Human leukemic cell lines synthesize hyaluronan to avoid senescence and resist chemotherapy.

Hyaluronan (HA) is one of the major components of the extracellular matrix. Several solid tumors produce high levels of HA, which promotes survival and multidrug resistance (MDR). HA oligomers (oHAs) can block HA effects. However, little is known about the role of HA in hematological malignancies. The aim of this work was to determine whether HA or its oligomers can modulate the proliferation of leukemia cells as well as their effect on MDR. Receptors and signaling pathways involved were also analyzed.

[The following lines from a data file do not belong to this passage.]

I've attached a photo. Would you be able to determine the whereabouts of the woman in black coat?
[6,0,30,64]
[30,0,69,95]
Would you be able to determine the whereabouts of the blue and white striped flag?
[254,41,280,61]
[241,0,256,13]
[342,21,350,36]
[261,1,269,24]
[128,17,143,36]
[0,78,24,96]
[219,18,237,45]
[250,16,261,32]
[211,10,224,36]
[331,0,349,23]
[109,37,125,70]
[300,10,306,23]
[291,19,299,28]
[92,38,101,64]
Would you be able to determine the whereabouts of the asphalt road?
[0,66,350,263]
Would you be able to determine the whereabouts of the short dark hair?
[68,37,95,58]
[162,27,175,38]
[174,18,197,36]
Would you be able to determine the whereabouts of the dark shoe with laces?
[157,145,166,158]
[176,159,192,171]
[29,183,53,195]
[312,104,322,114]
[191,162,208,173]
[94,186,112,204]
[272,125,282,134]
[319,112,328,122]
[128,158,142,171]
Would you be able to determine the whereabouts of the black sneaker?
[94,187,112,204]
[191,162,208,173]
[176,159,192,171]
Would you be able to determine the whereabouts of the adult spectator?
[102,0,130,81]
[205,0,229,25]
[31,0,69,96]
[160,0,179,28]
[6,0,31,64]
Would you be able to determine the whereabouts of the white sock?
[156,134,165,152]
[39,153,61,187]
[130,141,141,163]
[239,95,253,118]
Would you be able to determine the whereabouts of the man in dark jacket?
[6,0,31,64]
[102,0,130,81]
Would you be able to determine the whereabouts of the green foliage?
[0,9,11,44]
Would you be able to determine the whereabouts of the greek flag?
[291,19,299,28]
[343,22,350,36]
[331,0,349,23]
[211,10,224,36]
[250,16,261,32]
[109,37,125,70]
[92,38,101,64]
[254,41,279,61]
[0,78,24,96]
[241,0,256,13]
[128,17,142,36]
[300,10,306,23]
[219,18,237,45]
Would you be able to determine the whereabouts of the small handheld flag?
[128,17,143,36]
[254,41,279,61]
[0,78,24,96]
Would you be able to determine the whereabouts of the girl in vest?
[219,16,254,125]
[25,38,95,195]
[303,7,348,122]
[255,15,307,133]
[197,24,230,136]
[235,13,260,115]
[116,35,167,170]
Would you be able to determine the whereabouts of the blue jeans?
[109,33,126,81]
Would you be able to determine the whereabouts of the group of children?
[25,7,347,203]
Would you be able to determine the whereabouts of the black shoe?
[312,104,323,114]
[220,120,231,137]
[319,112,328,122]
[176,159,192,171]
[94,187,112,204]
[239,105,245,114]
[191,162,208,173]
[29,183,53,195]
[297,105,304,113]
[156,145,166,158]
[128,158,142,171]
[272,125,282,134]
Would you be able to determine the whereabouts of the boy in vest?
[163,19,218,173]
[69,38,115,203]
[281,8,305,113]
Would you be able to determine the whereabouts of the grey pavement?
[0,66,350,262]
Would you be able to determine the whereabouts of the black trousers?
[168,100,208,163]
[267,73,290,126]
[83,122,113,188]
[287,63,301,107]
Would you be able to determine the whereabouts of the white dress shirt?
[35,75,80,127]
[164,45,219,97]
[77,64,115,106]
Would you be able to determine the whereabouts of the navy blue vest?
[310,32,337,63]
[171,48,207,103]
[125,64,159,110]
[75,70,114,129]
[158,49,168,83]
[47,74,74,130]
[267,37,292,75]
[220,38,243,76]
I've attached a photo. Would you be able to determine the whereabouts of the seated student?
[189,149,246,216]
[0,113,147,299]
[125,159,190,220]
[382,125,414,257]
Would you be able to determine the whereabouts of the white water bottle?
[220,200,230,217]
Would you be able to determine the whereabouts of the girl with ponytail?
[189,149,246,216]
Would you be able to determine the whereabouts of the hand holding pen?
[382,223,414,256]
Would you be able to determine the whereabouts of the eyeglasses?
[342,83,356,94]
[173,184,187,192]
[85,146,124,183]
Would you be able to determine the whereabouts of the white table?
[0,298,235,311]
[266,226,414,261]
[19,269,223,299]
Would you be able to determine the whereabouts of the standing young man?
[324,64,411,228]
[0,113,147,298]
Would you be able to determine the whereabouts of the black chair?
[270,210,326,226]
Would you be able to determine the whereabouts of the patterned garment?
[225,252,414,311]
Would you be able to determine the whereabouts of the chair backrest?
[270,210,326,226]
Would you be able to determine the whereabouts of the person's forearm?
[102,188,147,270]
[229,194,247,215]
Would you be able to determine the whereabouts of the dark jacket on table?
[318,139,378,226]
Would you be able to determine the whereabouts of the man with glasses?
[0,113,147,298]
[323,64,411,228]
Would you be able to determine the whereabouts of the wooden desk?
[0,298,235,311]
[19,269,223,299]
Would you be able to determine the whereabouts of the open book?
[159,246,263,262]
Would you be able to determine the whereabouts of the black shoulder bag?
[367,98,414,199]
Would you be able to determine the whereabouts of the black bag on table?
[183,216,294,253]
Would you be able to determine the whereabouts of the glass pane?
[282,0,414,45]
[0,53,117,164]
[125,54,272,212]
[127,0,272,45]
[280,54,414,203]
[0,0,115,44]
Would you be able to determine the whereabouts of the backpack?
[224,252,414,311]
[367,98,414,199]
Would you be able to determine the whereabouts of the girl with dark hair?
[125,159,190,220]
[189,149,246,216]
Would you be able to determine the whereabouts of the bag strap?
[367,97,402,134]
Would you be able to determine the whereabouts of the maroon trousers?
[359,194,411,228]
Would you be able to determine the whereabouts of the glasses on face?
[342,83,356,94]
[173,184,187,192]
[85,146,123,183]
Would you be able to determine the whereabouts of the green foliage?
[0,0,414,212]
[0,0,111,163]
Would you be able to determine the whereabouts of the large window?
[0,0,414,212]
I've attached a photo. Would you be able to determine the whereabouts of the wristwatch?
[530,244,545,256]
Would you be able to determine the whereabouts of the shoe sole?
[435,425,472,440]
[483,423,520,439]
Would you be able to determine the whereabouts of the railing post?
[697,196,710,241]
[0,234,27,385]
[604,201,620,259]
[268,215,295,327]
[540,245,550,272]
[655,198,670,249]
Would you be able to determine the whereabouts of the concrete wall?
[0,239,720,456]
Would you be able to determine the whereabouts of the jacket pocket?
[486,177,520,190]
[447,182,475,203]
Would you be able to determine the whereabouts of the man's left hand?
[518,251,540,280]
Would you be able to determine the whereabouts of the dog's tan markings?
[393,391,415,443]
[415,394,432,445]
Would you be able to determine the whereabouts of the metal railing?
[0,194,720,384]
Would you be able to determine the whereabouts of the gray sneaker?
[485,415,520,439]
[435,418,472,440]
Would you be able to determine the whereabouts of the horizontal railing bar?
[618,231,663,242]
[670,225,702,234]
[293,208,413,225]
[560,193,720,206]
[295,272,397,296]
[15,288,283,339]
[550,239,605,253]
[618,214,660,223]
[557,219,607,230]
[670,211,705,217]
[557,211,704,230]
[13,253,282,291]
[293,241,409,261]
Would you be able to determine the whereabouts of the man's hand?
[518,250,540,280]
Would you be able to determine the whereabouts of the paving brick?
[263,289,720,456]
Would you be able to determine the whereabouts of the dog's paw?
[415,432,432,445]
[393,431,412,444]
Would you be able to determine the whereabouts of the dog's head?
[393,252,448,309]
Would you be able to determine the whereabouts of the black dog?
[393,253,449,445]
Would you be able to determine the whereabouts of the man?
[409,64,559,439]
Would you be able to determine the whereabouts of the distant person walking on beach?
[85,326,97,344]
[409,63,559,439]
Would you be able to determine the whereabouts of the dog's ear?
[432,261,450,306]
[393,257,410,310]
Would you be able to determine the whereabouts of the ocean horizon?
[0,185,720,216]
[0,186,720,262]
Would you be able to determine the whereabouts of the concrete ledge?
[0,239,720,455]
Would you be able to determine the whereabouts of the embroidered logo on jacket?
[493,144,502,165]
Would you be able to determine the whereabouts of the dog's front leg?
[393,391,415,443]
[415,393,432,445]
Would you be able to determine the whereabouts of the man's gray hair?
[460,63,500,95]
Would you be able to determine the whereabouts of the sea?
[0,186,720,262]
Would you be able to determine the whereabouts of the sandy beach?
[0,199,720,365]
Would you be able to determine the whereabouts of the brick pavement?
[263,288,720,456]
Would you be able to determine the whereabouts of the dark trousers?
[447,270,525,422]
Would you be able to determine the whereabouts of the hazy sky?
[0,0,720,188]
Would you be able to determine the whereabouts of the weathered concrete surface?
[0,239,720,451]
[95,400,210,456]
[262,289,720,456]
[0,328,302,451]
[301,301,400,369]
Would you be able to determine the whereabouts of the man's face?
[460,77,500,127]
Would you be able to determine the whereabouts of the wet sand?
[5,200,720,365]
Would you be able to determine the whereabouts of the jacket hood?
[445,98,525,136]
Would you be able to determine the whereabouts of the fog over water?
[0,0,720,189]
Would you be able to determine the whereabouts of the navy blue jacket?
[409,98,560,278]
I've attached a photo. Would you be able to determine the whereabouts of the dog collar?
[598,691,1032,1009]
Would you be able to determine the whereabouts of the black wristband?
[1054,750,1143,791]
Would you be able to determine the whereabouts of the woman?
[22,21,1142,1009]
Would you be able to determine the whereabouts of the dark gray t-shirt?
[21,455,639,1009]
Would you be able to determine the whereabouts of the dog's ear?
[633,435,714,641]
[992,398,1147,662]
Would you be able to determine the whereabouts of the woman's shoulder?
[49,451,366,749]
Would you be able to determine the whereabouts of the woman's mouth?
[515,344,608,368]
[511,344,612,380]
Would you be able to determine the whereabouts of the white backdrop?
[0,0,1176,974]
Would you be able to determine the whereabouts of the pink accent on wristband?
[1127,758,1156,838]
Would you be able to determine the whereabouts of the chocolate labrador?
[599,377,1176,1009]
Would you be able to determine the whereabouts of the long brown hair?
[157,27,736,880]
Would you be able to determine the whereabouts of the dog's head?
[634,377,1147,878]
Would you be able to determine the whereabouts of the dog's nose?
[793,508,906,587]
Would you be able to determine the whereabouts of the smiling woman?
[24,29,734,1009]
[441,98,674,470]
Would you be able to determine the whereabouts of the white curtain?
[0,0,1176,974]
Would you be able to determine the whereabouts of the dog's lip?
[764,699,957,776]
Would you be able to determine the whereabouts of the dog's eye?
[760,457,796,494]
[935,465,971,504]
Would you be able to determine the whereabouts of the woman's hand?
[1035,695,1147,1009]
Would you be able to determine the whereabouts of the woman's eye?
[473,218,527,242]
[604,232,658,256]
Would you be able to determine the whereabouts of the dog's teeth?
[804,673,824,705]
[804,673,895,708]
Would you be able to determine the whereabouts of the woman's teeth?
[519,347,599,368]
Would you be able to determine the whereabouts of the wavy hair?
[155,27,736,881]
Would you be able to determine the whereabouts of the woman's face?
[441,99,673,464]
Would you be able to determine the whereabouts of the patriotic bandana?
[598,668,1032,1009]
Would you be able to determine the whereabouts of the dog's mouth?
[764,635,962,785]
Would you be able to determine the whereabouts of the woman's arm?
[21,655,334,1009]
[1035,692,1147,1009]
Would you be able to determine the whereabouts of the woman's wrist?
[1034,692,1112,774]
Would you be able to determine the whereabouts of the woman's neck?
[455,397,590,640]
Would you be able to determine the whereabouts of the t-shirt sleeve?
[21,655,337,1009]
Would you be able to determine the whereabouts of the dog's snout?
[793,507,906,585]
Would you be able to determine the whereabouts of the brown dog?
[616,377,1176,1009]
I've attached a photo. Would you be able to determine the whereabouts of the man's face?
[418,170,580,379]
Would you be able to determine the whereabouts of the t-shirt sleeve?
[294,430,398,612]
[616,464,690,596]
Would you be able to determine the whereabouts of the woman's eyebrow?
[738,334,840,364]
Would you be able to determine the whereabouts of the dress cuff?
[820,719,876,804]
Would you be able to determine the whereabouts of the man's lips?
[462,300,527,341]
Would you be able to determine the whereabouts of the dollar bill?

For this purpose, the human leukemic cell lines K562 and Kv562, which are sensitive and resistant to Vincristine (VCR), respectively, were used. We demonstrated that HA induced cell proliferation in both cell lines. On K562 cells, this effect was mediated by cluster differentiation 44 (CD44) and activation of both phosphoinositide 3-kinase (PI3K)/protein kinase B (Akt) and mitogen-activated protein kinase kinase (MEK)/extracellular signal-regulated kinase (ERK) pathways, whereas on Kv562 cells, the effect was mediated by receptor for hyaluronan-mediated motility (RHAMM) and PI3K/Akt activation. The inhibition of HA synthesis by 4-methylumbelliferone (4MU) decreased cell line proliferation and sensitized Kv562 to the effect of VCR through P-glycoprotein (Pgp) inhibition, in both cases with senescence induction. Moreover, oHAs inhibited K562 proliferation mediated by CD44 as well as Akt and ERK down-regulation. Furthermore, oHAs sensitized Kv562 cells to VCR by Pgp inhibition inducing senescence. We postulate that the synthesis of HA would promote leukemia progression mediated by the triggering of the above-mentioned proliferative signals. These findings highlight the potential use of oHAs and 4MU as coadjuvant for drug-resistant leukemia.